Because it’s not my fault women are considered weak and inferior to men, and it’s not my fault that men are considered dominant and emotionless compared to women. It’s not my fault. It’s patriarchy’s fault.
It’s one of the main reasons why women are constantly called ‘bossy’ or ‘controlling’ when “stepping out of their given roles” or “surpassing the expectations most have of women”. It’s one of the main reasons men are often called names and laughed at when they report their sexual assault and why men are often portrayed as lust-filled, emotionless, monsters incapable of being respectful to their opposite gender. It’s one of the main reasons homosexuals and transgender folk are often attacked for being “too feminine” or “too masculine” for their assigned gender at birth or their sexual preference.

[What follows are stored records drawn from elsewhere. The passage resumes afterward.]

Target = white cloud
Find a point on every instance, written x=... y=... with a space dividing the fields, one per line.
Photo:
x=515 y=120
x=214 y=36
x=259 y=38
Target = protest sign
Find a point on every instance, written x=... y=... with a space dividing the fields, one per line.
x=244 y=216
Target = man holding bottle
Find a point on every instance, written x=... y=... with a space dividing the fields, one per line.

It’s revolting, and it needs to stop.
What some don’t seem to understand is that patriarchy has a handful of negative effects. If you don’t fall into one gender role, society brands you as weird or a freak. Society considers you less than, and sometimes, it’s hard to convince them otherwise.
Aside from gender roles, patriarchy is also responsible for socially constructed ideas of beauty mostly targeted at women and girls. Girls are expected to be skinny or curvy, and sexually pleasing the eye. In other words, women are told that they have to be very attractive to appeal to men. Women are told that their self worth depends on whether or not a man finds them irresistible. Women are objectified and sexualized by these ‘dominant men’ because they’re considered to be puppets, or tools for their own enjoyment instead of their equal.
Men too, are targeted by socially constructed ideas of beauty. Men are expected to be muscular and strong and attractive. They’re expected to be brave and intelligent and in control because society believes women are too weak and inferior to be dangerous or strong.
And for a long time, patriarchy has blamed feminism for this, but feminists did not do this, other men did. Feminism did not build barriers between the sexes and imaginary concepts like virginity and beauty used to degrade those who don’t fit certain acceptable standards, sexism did. So we burn down the ridiculous unattainable ideals of what a woman is and what a man is.
Instead of teaching what types of beauty are acceptable, how “valuable” virginity is, and what happens when you don’t fit into certain categories, let’s teach that individuality is beautiful. Let’s teach that individuality is valuable. Let’s teach that there is no such thing as categories because no one is meant to be exactly the same.
It’s time to stand up for what’s right and get rid of what’s wrong before it plagues the mind of every person.
Patriarchy poisoned us, and it’s up to everyone to fix it.